The hostel has a bar, friendly staff and also offers traditional Portuguese breakfasts. During the first morning I had Eggs, ham, salad & toast.
Taylor who is from San Francisco, but now living in Lisbon also offers "free" walking tours, which leave the hostel at about 11am. On my first day there was just me and a young lady from Brittany (France) who were keen to explore Lisbon with Taylor.
We started by seeing the funicular train in (Elevador de Bica), a small district between Baira Alto & Baixa-Chiado (Bica is also a local name for a small espresso coffee, a favourite of the locals).
We walked to the Praca Luiz da Camoes, a small square named after the national poet.
Just off the square in front of A Brasileira cafe is the statue of Fernando da Passoa.
We walked to Largo do Carmo, a square where the revolution started in April 1974, the square is lined with cafes & shops, the roofless church (Convento do Carmu) & the residential palace for the national guard. This is where the Carnation revolution started on 25th April 1974. Carnations, being sold by a local flower-seller were worn by the protesters on that day.
We saw "The Elevador da Sao Justa" (designed by a pupil of Eiffel). We walked down winding streets to Rossio station & square. Rossio station is a Manueline style building. Manueline is an architectural style popularised during the reign of Dom Manuel I. Outside the station entrance is a statue of boy king Sebastiao.
We also tried Ginginha (a liquer based on cherries) at the alternative "Ginginho sem Rival, in Rossio Square, which leads to Praca da Figueira, a large square where buses and the trams start and finish their journeys.

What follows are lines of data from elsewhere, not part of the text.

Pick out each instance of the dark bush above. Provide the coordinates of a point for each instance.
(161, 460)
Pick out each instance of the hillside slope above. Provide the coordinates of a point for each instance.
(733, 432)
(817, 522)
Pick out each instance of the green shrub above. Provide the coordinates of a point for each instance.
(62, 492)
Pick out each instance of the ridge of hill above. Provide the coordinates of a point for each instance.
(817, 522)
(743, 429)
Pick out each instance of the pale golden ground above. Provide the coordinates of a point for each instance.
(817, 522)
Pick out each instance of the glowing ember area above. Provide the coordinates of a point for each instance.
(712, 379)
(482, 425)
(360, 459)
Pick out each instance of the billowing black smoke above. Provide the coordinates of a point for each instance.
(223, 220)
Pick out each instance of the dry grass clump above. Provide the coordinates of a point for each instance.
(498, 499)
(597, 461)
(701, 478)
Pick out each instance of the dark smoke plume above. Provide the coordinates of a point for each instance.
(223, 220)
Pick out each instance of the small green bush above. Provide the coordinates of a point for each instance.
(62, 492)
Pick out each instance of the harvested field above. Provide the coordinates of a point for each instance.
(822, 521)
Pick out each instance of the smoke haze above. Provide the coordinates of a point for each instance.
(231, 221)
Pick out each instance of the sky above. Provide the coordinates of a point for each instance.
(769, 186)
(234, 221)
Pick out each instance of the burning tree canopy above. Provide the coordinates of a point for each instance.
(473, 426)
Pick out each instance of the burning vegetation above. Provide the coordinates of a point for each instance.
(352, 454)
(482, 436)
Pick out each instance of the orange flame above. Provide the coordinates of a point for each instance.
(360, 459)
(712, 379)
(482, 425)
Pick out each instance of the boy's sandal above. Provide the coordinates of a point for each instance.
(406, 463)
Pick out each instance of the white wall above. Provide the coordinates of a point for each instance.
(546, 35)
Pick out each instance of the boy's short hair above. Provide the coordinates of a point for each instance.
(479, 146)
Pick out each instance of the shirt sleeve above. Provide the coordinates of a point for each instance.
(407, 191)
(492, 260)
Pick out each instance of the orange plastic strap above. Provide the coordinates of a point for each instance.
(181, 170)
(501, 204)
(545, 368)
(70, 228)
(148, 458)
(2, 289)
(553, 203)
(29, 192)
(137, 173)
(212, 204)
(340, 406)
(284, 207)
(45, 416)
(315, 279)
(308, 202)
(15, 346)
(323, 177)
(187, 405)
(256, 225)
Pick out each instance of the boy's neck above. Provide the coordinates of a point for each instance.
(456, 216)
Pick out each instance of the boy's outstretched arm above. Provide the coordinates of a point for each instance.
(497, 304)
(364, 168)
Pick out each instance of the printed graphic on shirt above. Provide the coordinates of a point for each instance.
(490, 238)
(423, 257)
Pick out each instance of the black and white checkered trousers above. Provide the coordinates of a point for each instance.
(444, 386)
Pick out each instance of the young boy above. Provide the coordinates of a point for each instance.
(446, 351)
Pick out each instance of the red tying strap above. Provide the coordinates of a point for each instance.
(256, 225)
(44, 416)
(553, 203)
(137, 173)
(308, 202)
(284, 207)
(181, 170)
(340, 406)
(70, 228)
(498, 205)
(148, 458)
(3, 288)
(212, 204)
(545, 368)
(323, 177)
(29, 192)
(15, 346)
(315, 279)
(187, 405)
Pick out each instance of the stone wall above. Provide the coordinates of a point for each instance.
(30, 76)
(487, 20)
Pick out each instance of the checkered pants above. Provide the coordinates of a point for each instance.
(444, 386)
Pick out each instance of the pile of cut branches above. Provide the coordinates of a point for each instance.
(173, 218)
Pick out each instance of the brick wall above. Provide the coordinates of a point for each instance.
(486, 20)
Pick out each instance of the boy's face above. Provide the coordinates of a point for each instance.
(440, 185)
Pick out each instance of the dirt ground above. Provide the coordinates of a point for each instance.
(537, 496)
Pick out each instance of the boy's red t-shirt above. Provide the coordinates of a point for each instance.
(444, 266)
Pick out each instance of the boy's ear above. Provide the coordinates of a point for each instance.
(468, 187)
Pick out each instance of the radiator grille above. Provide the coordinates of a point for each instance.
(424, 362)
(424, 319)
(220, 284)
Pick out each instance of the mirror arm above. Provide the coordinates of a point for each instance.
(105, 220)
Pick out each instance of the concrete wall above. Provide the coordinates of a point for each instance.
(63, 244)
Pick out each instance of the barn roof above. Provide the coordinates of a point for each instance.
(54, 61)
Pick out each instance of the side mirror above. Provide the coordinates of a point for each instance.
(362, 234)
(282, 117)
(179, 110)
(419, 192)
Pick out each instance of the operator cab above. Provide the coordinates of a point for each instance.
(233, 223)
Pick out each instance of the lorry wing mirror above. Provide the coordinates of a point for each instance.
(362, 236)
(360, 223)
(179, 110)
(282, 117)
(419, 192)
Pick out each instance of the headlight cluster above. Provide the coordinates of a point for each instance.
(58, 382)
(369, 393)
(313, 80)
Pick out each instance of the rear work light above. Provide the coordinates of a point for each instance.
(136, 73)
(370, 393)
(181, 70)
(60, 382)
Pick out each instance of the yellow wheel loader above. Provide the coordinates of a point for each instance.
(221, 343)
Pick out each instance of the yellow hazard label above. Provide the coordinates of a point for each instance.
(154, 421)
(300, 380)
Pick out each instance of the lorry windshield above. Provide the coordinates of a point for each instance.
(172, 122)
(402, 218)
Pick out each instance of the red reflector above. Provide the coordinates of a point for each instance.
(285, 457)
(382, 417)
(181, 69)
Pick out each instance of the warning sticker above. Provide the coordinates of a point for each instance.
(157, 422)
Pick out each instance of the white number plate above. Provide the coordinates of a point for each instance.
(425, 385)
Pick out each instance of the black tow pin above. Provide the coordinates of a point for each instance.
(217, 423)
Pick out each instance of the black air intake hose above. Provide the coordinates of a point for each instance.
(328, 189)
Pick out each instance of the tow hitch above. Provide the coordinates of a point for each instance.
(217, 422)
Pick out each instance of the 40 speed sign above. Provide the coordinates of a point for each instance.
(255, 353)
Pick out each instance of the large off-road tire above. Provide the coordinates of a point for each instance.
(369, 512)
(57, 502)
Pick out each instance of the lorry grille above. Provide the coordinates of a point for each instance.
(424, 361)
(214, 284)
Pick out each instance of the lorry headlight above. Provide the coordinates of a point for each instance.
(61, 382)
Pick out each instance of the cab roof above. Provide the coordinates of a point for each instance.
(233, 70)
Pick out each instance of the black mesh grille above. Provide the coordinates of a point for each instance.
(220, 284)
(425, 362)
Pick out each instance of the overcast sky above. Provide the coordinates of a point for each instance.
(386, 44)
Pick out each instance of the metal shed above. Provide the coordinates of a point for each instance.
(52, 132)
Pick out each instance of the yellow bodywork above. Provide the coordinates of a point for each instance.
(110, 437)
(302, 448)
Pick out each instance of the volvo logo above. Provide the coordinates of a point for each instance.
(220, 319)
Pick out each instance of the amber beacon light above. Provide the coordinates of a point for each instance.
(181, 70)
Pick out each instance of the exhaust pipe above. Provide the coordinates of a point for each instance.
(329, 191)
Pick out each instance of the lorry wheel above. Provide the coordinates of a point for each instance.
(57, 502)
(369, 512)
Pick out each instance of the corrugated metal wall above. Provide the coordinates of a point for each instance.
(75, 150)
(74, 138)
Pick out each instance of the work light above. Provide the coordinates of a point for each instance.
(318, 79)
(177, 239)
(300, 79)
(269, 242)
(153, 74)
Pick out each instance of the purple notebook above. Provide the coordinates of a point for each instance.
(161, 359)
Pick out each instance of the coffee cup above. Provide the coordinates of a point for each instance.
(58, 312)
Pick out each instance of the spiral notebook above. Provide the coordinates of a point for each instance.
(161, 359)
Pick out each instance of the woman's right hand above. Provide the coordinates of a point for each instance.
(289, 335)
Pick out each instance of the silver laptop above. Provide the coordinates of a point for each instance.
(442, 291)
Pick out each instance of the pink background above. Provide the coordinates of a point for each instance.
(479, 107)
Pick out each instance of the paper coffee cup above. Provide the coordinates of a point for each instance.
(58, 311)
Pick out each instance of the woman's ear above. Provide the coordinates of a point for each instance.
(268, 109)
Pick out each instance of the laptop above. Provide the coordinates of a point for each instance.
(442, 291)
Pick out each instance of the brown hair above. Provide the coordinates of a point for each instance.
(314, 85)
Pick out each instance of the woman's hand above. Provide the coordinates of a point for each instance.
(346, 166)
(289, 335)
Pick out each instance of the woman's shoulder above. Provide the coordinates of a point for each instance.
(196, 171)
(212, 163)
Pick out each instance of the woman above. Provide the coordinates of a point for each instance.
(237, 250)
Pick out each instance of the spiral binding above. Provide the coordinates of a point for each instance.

It was about at this part of our tour that the heavens opened, and we had to shelter from the heavy, and stopped for a bica coffee, I also had a pasteila da Nata (a custard tartlet & popular local speciality) in a tiny cafe in Mauraria. Mouraria is the former Moorish district, where the streets are narrow, winding and hilly. Local residents live in the tiny houses. We also visited Mouraria for the street art & photos of local residents which were created by Camilla Watson, Camilla studio is also in the area.
On the way towards the Castelo de Sao Jorge we visited a multi-storey car park/garage with more street art. We didn't visit the castle, but admired the views over the Tejo river, harbour & Alfama disitrct, which like the Mourania district is hilly, and the streets are narrow and winding. We passed and went into the Se (the main cathedral for Lisbon, a converted mosque).
Both Mouraria & Alfama districts are also famous for the birth of Portugal's famous "Fado" music, and there are many clubs & bars where this music of love, loneliness and fate is played. Amalia Rodregues is probably the most famous "Fado" singers.
Although the rain had stopped we decided to stop for lunch in Praca de Commercao where a popular cafe & restaurant "Martinho da acarda, we had soup, (caldu verde with kale, onion, potatoes & Chorizo), another Bica (coffee) & cake.
We returned to the hostel via the Baixa grid of streets created after earthquake. In the hostel I had a much needed shower after getting soaked, and stayed indoors until I decided to leave in order to meet Carlos Miguel Jorge who is also a Virtual Tourist member. We met & had dinner in Graca district. Carlos had chosen St Clara dos Cosgumelos, a restaurant that serves dishes made with mushrooms. I had a rissoto dish of mushrooms, beer and shared a plate of starters with Carlos & Joao Pereira. After our meal Carlos gave me a lift back. I had a beer at the hostel before turning in for the night.